I've been having a lot of trouble with the following question:
List the yearly abnormal rate for each type of medical tests for 2000 - 2004 inclusive. An abnormal rate for a test type in a given year is the number of tests of the type with the result that is not "normal" over the number of the tests of the type, all conducted in the year. Note that the result set shall contain three columns, i.e., the year, the type of test, and the abnormal rate.

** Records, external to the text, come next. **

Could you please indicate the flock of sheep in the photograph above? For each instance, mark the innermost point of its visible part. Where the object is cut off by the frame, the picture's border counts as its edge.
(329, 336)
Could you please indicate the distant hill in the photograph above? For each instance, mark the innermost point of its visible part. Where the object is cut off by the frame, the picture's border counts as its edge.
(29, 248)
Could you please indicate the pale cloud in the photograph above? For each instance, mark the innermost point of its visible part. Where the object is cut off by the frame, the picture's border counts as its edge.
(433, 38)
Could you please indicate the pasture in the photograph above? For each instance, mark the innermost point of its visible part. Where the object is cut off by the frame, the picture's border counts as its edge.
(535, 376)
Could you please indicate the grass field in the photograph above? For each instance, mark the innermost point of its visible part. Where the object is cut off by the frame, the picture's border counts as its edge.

The table that's is used is test_record:
test_record(test_id,type_id,patient_no,employee_no,medical_lab,result,prescribe_date,test_date)
I've tried to restart it but I am stuck, I'll show my thought process below.
I started off by splitting the question into two pieces: finding the count of the abnormal results for each type in each year, and finding the total number of tests per type in each year.
The following query the count of abnormal tests per type per year (if there are any):
SELECT EXTRACT(YEAR FROM t.test_date) AS year, t.type_id, COUNT(t.test_id)
FROM test_record t
WHERE t.result <> 'normal'
AND EXTRACT(YEAR FROM t.test_date) >= 2000
AND EXTRACT(YEAR FROM t.test_date) <= 2004
GROUP BY EXTRACT(YEAR FROM t.test_date), t.type_id;
outputs:
YEAR TYPE_ID COUNT(T.TEST_ID)
---------- ---------- ----------------
2003 5 1
2003 4 3
2004 1 1
2003 1 2
which for my inputs is the correct count of tests with abnormal results.
I then proceeded with the second part by simply removing the line comparing t.result
to 'normal':
SELECT EXTRACT(YEAR FROM t.test_date) AS year, t.type_id, COUNT(t.test_id)
FROM test_record t
WHERE
AND EXTRACT(YEAR FROM t.test_date) >= 2000
AND EXTRACT(YEAR FROM t.test_date) <= 2004
GROUP BY EXTRACT(YEAR FROM t.test_date), t.type_id;
Output:
YEAR TYPE_ID COUNT(T.TEST_ID)
---------- ---------- ----------------
2003 5 2
2003 4 7
2004 3 1
2003 3 2
2004 1 2
2004 4 2
2003 1 6
2004 5 1
Which once again precisely fits my input.
But now when I try and combine them to get the rate, it all goes haywire. I've tried many different techniques but all end up erroneous. I'm really not sure how else to approach this last part. The most common error in my attempts had to do with grouping (I think).
SELECT EXTRACT(YEAR FROM t.test_date) AS year, t.type_id, COUNT(t.test_id)/abnormal.t_count AS rate
FROM test_record t,
(SELECT EXTRACT(YEAR FROM t1.test_date) AS year, t1.type_id, COUNT(t1.test_id) AS t_count
FROM test_record t1
WHERE t1.result <> 'normal'
AND EXTRACT(YEAR FROM t1.test_date) >= 2000
AND EXTRACT(YEAR FROM t1.test_date) <= 2004
GROUP BY EXTRACT(YEAR FROM t1.test_date), t1.type_id) abnormal
WHERE t.type_id = abnormal.type_id
AND EXTRACT(YEAR FROM t.test_date) >= 2000
AND EXTRACT(YEAR FROM t.test_date) <= 2004
GROUP BY EXTRACT(YEAR FROM t.test_date), t.type_id;
Output:
YEAR TYPE_ID RATE
---------- ---------- ----------
2003 4 2.33333333
2004 1 2
2003 1 6
2004 5 1
2003 5 2
2004 4 .666666667
2004 1 1
2003 1 3
As you can see, this output is a mess and is wrong. I'm not looking for an answer but a point in the right direction - or at least an explanation of where I've screwed up.